For Turkmenistan, the threat is especially serious. The country receives very little rainfall and relies on the Amu Darya River for about 90% of its water supply. Any long-term reduction in river flow would place enormous pressure on farms, communities, and the environment.

 

Beyond glacier melt, other climate problems are also impacting the region. Droughts are becoming more frequent, rainfall patterns are shifting, and evaporation rates are increasing as temperatures rise.

 

How the Soviet Water System Kept the Region Connected  

Many of today's water challenges can be traced back to the Soviet Union, the former state that governed Central Asia from 1922 to 1991 through a centrally planned system that controlled all water, energy, and agricultural production across the region.

 

During the Soviet era, Central Asia had a shared water and energy system. Water-rich upstream republics such as Kyrgyzstan and Tajikistan released water from reservoirs to support cotton farming in downstream areas of Kazakhstan, Uzbekistan, and Turkmenistan. In return, the downstream republics supplied coal, gas, and electricity.

 

The Soviet Union built an extensive network of canals, reservoirs, and dams that transformed large areas of arid land into major agricultural zones. The system treated water and energy as regional resources rather than national assets.

 

After the Soviet Union collapsed in 1991, that arrangement broke apart. Independent governments began pursuing their own priorities, turning water from a shared economic resource into a strategic national issue that continues to shape regional politics today.

 

The Soviet legacy also left behind an aging infrastructure network that is struggling to meet today's needs. Many of the canals, reservoirs, and irrigation systems built decades ago remain in use across Central Asia, yet they are falling apart.

 

This means the region is facing a double challenge.

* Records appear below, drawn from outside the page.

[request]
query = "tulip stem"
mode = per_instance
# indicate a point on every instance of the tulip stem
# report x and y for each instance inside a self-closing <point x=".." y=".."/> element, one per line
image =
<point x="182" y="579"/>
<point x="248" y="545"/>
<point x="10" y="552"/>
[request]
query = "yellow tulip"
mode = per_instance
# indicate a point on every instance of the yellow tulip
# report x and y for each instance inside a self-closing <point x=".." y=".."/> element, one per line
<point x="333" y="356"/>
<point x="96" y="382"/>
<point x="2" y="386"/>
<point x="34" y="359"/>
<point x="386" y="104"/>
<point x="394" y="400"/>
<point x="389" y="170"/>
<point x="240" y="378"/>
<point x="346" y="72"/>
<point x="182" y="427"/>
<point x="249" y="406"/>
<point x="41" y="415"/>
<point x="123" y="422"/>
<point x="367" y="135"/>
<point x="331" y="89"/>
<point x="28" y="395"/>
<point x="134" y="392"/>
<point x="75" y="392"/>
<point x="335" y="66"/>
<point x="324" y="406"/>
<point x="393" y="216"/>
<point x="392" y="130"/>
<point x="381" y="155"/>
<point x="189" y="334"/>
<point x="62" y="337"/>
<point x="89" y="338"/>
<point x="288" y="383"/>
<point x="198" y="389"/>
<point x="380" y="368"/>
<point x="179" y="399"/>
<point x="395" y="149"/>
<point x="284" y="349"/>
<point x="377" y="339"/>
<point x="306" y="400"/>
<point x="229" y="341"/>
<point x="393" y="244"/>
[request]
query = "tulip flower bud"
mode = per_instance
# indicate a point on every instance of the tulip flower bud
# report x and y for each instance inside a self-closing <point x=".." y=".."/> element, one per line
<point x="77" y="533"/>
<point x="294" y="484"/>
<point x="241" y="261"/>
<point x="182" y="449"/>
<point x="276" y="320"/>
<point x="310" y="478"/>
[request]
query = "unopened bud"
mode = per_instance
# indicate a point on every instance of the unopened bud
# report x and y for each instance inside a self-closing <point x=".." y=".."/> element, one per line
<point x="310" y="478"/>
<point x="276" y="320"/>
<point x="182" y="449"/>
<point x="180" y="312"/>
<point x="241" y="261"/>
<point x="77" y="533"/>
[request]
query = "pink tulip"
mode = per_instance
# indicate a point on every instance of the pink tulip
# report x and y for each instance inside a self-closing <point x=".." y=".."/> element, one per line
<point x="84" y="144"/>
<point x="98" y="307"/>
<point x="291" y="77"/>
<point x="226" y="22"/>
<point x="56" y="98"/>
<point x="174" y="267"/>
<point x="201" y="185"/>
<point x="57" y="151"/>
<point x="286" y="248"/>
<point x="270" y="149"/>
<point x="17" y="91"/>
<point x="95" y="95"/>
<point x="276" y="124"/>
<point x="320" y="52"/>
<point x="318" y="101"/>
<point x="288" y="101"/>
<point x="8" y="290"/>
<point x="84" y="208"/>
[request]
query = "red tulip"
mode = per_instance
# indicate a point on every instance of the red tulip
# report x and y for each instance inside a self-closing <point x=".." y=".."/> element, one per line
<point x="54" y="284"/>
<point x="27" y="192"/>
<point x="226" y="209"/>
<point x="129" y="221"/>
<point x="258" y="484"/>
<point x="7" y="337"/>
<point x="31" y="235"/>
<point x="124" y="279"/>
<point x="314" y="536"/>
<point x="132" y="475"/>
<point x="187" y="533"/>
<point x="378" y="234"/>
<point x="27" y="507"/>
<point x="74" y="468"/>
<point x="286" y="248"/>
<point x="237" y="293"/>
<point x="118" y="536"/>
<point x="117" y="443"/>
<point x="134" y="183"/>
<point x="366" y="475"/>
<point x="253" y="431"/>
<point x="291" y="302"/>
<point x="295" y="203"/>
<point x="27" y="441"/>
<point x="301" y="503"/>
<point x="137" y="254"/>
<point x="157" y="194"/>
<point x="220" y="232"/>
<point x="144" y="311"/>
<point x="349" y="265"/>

Climate change is putting pressure on water supplies, while inefficient infrastructure continues to waste large amounts of the water that remains available.

 

Water Security at a Turning Point

Central Asia is not running out of water overnight. But the combination of melting glaciers, inefficient water use, and growing competition suggests the region is entering a new era. Historical water-sharing arrangements were designed for a different climate and a different political landscape.

 

The region's challenge is no longer simply managing water. It is adapting an entire system built for the twentieth century to the realities of the twenty-first. Whether governments can modernize infrastructure, improve cooperation, and manage shrinking resources may determine the region's long-term water, food, and energy security.